Ketika bibirnya akhirnya melepaskan bibir saya dan lengannya melonggar dari sekeliling tubuh saya, saya terengah-engah mencari nafas dengan air mata mengalir di mata saya. Saya tidak pernah menyangka dia akan mencium saya seperti itu. Anthony seharusnya adalah pria yang hangat dan penuh kasih, tetapi pada saat yang sama, saya tidak keberatan melihat sisi yang lebih bergairah dan agresif darinya.
Ada sejenak keheningan yang canggung di gereja sebelum tepuk tangan yang keras bergaung dan menggemakan di sekeliling kami. Saya terlalu sibuk berjuang untuk bernapas dan menangani campuran kegembiraan dan rasa malu yang menginvasi perasaan saya untuk peduli banyak tentang reaksi para penonton kami. Mereka tampaknya telah mendapatkan lebih dari yang mereka harapkan dari pertunjukan yang telah Anthony putuskan untuk dipersembahkan untuk mereka.
Bibir saya terasa memar dari ciumannya tetapi ketika saya memandangnya dengan tudingan, Anthony hanya menunjukkan senyum manis. Tatapan polosnya yang sepenuhnya membuat saya merasa seperti saya membayangkan seluruh episode yang baru saja terjadi antara kami. Perubahan berani dan agresif yang tak terduga itu sepertinya telah lenyap seolah-olah tidak ada. Anthony kembali ke dirinya yang ceria dan tersenyum saat dia melingkarkan lengan di sekitar pinggang saya dan menarik saya dengan lembut. Saya menatap ke wajahnya untuk melihat dia tersenyum terang ke kerumunan orang yang ada untuk merayakan apa yang seharusnya menjadi salah satu hari paling bahagia dalam hidup kami.
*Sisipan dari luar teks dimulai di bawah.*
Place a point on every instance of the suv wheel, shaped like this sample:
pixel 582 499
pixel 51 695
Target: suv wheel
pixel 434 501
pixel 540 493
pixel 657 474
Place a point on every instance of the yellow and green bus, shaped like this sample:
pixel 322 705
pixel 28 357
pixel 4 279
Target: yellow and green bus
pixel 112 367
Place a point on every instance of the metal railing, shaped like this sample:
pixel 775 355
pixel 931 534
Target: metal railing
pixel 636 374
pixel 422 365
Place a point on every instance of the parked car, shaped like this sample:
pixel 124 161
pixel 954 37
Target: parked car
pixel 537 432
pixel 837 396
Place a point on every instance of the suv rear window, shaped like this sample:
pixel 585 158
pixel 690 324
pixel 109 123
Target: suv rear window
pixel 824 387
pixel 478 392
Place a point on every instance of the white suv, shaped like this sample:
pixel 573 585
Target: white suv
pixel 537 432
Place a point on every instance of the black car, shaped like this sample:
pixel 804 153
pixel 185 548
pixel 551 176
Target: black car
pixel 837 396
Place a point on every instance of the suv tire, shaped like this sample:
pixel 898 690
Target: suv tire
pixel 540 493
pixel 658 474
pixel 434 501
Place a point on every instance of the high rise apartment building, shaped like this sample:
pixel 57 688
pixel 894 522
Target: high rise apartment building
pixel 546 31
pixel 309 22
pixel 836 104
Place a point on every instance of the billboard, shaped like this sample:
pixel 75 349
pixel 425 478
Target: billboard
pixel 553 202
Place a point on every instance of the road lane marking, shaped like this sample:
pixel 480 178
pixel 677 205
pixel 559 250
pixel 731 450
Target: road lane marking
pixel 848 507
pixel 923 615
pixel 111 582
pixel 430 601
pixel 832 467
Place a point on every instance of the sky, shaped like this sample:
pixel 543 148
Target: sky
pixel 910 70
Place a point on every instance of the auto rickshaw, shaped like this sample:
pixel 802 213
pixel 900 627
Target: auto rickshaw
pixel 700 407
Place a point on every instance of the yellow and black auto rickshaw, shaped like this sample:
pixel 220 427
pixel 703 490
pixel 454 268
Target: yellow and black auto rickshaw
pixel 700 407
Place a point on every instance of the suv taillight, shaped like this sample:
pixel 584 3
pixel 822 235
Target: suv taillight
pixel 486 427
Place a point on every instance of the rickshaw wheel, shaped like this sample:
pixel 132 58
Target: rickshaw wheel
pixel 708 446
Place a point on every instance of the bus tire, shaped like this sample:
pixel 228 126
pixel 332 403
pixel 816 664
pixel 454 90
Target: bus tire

Setidaknya, itulah yang seharusnya...
"Saya tidak sabar untuk malam ini tiba..." bisik Anthony dekat telinga saya.
Nafas hangatnya mengelus daun telinga saya, dan suara seduktifnya membuat seluruh tubuh saya gemetar. Seseorang yang tidak saya kenali mendekati kami dan mulai memberikan kata-kata selamat, tetapi saya sama sekali tidak bisa mendengar apa yang dikatakan orang itu karena semua yang bisa saya pikirkan adalah malam pernikahan kami yang sebentar lagi akan tiba.